Here in the United States we often don’t even remember Olympians unless they come home with several medallions hanging around their necks.
But for nations that don’t have 300 million people and don’t have elite coaches and training facilities from sea to shining sea, Olympic medals are harder to come by.
Prior to the London Games, 81 of the 204 countries with national Olympic committees recognized by the International Olympic Committee had not won a single Olympic medal of any kind.
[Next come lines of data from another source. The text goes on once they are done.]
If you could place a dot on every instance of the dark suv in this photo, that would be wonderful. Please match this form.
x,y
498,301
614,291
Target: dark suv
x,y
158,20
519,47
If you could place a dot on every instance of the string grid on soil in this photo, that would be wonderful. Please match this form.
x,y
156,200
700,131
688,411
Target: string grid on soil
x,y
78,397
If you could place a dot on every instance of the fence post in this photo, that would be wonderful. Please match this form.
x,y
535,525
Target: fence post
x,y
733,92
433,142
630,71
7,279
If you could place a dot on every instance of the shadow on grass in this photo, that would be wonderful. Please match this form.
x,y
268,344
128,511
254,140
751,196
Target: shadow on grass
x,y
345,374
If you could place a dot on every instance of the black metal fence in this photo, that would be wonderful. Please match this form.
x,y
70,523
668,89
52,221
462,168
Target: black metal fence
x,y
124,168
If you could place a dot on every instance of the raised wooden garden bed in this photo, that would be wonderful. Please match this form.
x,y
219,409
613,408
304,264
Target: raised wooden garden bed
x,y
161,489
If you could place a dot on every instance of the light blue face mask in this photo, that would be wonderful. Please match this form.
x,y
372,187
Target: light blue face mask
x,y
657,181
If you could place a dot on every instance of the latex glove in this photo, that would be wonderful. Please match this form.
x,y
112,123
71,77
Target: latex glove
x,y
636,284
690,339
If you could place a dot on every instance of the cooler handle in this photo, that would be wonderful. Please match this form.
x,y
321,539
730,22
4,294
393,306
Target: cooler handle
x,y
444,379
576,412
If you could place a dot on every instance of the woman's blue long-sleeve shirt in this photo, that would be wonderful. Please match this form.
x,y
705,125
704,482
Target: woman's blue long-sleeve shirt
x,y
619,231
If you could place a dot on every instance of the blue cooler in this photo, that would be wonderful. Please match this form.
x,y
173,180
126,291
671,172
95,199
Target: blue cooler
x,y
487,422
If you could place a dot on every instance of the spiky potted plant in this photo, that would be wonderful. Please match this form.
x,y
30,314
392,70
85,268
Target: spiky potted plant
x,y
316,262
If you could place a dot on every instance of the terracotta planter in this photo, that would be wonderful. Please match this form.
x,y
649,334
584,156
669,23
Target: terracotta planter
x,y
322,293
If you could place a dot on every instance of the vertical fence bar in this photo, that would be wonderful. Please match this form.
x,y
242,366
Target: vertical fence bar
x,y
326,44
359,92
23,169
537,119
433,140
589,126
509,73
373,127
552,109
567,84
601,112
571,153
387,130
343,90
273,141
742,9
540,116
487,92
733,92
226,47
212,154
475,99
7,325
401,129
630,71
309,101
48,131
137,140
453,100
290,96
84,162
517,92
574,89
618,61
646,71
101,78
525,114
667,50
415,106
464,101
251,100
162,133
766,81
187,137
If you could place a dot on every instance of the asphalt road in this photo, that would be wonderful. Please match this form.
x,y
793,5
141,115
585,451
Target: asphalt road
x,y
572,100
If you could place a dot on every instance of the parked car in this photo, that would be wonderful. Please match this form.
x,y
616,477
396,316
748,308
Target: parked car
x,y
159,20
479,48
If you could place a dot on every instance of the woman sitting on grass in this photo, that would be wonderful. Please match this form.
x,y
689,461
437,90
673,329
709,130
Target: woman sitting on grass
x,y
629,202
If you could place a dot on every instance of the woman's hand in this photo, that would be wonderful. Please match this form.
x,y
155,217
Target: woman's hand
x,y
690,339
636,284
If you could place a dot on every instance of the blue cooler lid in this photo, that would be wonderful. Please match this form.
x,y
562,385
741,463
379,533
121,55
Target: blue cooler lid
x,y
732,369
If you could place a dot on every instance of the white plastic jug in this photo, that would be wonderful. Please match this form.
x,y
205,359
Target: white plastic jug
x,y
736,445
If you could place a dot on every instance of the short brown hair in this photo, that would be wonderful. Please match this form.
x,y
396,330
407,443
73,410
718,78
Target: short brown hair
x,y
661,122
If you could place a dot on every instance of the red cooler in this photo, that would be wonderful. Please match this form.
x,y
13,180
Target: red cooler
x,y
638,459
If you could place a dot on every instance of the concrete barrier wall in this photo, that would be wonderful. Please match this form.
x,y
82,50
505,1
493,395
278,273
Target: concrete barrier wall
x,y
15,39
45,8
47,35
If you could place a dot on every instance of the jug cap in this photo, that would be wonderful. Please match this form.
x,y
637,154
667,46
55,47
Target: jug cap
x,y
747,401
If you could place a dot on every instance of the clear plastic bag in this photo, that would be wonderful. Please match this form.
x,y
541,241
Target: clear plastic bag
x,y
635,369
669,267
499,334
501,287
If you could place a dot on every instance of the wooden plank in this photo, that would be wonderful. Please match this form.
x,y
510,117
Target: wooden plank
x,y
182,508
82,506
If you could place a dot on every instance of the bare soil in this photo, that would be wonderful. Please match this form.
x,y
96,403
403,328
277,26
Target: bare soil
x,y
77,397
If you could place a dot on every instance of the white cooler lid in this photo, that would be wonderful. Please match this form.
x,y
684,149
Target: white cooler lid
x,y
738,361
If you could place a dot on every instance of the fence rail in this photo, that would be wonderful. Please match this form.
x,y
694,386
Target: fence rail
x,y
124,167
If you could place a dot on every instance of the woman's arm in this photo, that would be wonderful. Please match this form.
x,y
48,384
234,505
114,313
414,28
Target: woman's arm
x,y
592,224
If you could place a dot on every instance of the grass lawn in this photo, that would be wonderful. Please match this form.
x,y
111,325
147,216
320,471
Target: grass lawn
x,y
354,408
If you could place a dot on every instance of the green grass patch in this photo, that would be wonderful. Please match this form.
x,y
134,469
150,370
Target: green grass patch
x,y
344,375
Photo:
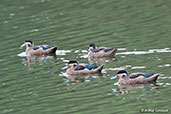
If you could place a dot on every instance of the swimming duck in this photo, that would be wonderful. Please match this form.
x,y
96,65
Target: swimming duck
x,y
74,68
135,78
101,51
38,50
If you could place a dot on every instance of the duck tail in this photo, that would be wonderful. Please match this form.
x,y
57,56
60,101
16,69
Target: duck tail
x,y
113,51
99,69
54,49
155,77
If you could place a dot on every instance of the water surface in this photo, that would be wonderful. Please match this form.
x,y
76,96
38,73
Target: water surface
x,y
139,29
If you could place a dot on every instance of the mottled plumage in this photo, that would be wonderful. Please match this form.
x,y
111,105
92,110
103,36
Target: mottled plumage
x,y
38,50
74,68
101,51
135,78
Over the past few days that number has fallen to 78.
So let’s congratulate these three nations that just won their first ever Olympic medal:
Erick Barrondo, silver medal in the men’s 20 km race walk
Guatemala, one of the poorest countries in Latin America, first sent athletes to the Olympics in 1952 and has had a team at every Summer Olympiad since 1968. This year Guatemala sent 19 athletes in 11 sports.
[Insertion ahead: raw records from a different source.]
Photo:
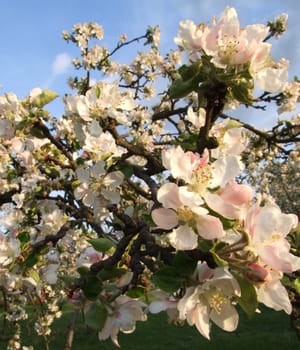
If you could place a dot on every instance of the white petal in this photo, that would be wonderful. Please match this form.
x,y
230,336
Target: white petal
x,y
183,238
165,218
275,296
168,196
227,319
201,320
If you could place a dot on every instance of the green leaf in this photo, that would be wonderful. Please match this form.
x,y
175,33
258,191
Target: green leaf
x,y
248,300
92,287
167,279
31,259
44,98
136,293
68,280
95,316
189,72
297,285
242,92
102,244
83,270
181,88
34,275
107,274
184,264
37,132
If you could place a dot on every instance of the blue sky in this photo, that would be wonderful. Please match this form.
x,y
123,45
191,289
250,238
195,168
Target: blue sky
x,y
34,54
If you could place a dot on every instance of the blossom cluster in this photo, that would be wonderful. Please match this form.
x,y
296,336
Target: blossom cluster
x,y
121,209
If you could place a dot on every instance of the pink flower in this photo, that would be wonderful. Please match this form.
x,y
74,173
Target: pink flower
x,y
267,227
232,201
183,212
127,313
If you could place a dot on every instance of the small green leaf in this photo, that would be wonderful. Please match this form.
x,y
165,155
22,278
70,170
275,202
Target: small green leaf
x,y
68,280
189,72
107,274
95,316
181,88
136,293
248,299
242,92
184,264
44,98
92,287
83,270
31,259
167,279
34,275
37,132
297,285
102,244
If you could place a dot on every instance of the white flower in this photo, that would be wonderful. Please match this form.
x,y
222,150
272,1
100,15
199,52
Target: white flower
x,y
127,312
211,300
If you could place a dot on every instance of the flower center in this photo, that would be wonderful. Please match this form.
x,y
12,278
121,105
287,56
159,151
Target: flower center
x,y
216,300
184,214
201,179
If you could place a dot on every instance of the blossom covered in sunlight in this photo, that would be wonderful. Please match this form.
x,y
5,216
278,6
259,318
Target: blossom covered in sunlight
x,y
212,300
227,45
126,313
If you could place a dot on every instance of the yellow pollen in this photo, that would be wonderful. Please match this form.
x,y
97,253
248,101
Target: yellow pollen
x,y
216,300
185,215
201,179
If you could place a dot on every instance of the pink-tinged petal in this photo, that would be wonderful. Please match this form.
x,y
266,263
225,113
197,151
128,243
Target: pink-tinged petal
x,y
165,218
183,238
209,227
168,196
225,170
188,302
227,319
277,256
258,273
236,194
228,210
200,317
270,220
275,296
161,305
188,198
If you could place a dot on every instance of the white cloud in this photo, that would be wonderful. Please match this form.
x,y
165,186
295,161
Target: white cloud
x,y
61,63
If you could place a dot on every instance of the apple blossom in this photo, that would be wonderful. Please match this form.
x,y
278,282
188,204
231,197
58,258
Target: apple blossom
x,y
211,300
138,200
126,313
268,227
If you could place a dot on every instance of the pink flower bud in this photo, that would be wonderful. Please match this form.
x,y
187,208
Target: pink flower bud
x,y
257,273
236,194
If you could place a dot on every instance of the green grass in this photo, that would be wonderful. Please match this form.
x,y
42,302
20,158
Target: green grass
x,y
267,331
Barrondo, who finished the 20 km walk in 1:18:57 on Saturday, won the gold medal in the 20 km race walk at the 2011 Pan American Games.
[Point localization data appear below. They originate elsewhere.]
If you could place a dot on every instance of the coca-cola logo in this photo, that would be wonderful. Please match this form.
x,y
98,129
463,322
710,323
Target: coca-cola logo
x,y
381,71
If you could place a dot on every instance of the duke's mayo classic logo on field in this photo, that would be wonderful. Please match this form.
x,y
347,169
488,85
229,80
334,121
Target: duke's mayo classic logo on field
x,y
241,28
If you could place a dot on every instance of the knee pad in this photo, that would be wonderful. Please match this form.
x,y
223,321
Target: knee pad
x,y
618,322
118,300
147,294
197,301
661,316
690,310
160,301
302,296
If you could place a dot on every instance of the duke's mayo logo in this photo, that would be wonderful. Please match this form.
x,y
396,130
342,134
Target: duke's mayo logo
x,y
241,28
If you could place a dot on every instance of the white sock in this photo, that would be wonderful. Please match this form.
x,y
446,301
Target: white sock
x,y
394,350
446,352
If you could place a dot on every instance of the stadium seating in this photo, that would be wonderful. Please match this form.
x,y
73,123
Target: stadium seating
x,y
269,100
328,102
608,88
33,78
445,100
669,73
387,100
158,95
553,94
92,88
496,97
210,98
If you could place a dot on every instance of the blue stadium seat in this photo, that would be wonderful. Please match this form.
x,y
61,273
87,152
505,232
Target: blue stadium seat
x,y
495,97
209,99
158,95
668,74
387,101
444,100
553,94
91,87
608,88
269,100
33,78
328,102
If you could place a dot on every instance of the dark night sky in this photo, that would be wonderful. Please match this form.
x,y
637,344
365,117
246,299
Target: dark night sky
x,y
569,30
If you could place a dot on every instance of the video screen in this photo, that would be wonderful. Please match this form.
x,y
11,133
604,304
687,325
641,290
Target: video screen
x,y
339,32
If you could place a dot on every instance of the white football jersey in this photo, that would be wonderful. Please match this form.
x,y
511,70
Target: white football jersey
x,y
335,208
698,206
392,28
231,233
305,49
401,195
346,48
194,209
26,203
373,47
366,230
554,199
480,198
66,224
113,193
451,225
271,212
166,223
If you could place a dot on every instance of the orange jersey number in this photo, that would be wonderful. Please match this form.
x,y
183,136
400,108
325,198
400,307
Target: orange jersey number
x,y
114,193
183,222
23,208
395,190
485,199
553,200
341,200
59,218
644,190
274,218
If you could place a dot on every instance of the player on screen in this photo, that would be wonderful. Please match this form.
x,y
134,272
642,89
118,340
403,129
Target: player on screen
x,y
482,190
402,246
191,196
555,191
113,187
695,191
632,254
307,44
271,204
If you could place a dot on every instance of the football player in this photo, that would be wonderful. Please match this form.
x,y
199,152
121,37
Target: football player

Kirani James, gold medal in the men’s 400 meters
Grenada, the “Island of Spice”—a Caribbean nation whose population is less than that of Evansville, Indiana or Peoria, Illinois—first sent a delegation to the Olympics in 1984, and the Grenadines have sent a team to every Summer Olympics since.
James, a University of Alabama student who won gold in the 400 on Monday, also won the 400 at last year’s World Championships.
Pavlos Kontides, silver medal in men’s Laser class (sailing)
Cyprus, a divided nation of just over 1 million in the Mediterranean Sea, made its Olympics debut in 1980 and has gone to every summer games since. This year the Cypriots sent 13 athletes in 7 sports.
Kontides won silver in the men’s Laser class on Monday in his second Olympic appearance.